Discurso de Michael Jordan na Homenagem a Kobe Bryant

E hoje terminamos mais uma semana. A primeira deste diário. Durante o fim de semana continuaremos a postar os dias.

Mas hoje o tema que escolho para reflexão é uma pergunta muito simples,

O que queremos para a nossa Vida?

E seguido de outra questão,

E o que pretendemos fazer para alcançar aquilo que queremos?

Podem ser questões que já vos assolaram vezes e vezes. São questões Cliché, mas porque são importantes, logo clichés…

Afinal nascemos, crescemos, aprendemos, somos educados e formados, desejamos uma vida independente, vivemos muito do nosso tempo com objectivos e a desejar alcançá-los… mas quando somos colocados perante a questão… o que de facto queres para a tua vida?… a resposta é uma mistura entre amplitude e algo vago… a resposta na maioria é Ser Feliz!… Ok… mas e o que pretendes ou estás disposto a fazer para Ser Feliz?… E entramos nos soluços, nas respostas pré concebidas… “então, quero ter um bom emprego, encontrar alguém que me faça feliz, ter filhos, uma casa de sonho, um carro de sonho, viajar…” ou então ” eu quero ter um emprego onde me sinta feliz, quero ter a minha casa, as coisas que me fazem feliz, ter amigos e estar com amigos, viajar, ter dinheiro, não ter grandes preocupações…” e acrescento ainda “quero aproveitar cada momento, quero sentir cada momento, não me quero preocupar muito com o amanhã, logo se vê…quero aceitar a vida como ela e com aquilo que ela me dá…”

Mas afinal o que queres para ti? Se pudesses dizer apenas duas palavras, o que seria? E em três palavras apenas, diz como pretendes fazer para conseguires?

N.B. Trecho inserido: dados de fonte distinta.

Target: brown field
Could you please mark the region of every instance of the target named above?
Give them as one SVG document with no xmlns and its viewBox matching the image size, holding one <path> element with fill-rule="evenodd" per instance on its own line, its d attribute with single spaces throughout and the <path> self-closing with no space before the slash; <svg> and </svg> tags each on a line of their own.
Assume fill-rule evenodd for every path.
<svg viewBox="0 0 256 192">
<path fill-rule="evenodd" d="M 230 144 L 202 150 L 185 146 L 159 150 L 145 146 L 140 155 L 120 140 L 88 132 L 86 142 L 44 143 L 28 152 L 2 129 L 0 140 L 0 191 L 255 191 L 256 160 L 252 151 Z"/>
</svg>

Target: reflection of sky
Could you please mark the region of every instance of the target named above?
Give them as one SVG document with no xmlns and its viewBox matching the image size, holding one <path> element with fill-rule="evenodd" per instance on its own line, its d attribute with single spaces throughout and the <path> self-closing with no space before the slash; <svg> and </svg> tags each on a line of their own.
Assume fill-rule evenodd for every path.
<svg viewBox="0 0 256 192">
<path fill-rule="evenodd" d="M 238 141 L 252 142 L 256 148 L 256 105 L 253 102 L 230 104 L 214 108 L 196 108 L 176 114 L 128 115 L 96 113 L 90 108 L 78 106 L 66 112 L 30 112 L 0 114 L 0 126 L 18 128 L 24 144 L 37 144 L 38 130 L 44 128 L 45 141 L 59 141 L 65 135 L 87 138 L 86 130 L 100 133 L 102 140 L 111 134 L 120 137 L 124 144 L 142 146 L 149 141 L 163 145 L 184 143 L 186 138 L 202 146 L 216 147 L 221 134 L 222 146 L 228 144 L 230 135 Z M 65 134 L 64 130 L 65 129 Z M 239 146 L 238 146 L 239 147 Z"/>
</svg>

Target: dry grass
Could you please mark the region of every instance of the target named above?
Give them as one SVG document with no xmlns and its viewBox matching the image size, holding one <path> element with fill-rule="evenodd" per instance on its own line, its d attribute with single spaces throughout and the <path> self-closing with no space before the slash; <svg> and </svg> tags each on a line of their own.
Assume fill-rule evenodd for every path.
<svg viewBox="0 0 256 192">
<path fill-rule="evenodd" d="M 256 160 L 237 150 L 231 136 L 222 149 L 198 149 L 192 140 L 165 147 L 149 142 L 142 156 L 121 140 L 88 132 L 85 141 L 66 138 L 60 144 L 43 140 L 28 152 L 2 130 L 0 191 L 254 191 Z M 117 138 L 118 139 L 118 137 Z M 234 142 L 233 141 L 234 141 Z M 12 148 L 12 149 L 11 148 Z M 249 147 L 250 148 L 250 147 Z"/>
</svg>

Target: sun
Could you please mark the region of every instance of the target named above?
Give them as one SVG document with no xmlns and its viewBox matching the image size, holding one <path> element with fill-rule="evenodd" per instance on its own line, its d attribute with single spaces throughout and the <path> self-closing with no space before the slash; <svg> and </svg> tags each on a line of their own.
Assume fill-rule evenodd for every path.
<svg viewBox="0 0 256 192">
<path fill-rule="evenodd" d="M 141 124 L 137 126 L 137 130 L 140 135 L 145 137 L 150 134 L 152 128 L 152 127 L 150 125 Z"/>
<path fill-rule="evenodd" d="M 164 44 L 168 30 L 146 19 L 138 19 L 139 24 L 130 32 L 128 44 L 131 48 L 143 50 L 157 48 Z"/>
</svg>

A Vida… isto é uma palavra. Uma simples palavra. Podia ser outra qualquer que definisse tudo isto. Felicidade é também uma palavra apenas, que tantas vezes torna o sentido de ser feliz tão perdido que nos perdemos em malabarismos intelectuais, sociais e filosóficos, para conseguir definir o que de facto é para nós a felicidade… assim como a vida. Por isso tantas vezes temos dificuldade em sabermos responder à segunda questão, porque não sabemos bem responder à primeira…

E porquê?

Não sou detentor de nenhum absolutismo, logo de nenhuma absoluta verdade… mas partilho convosco que muitas vezes me vou colocando estas questões. Sempre que defino objectivos concretos para mim… e dou-vos um exemplo claro… há vários anos atrás, vivia um momento de duvidas pessoais. Tinha de fazer uma escolha. Uma escolha que iria impactar na minha vida futura, mas também na vida de outras pessoas. Recordo-me de escrever estas duas questões, não textualmente assim, mas o sentido era o mesmo…

E respondi várias vezes a elas… e várias vezes risquei o que escrevi. E voltava a responder e de novo riscava. Até que fiz algo diferente. Comecei a fazer uma lista das palavras que repetidamente escrevia como resposta e repetidamente as riscava. E ainda tenho essa lista…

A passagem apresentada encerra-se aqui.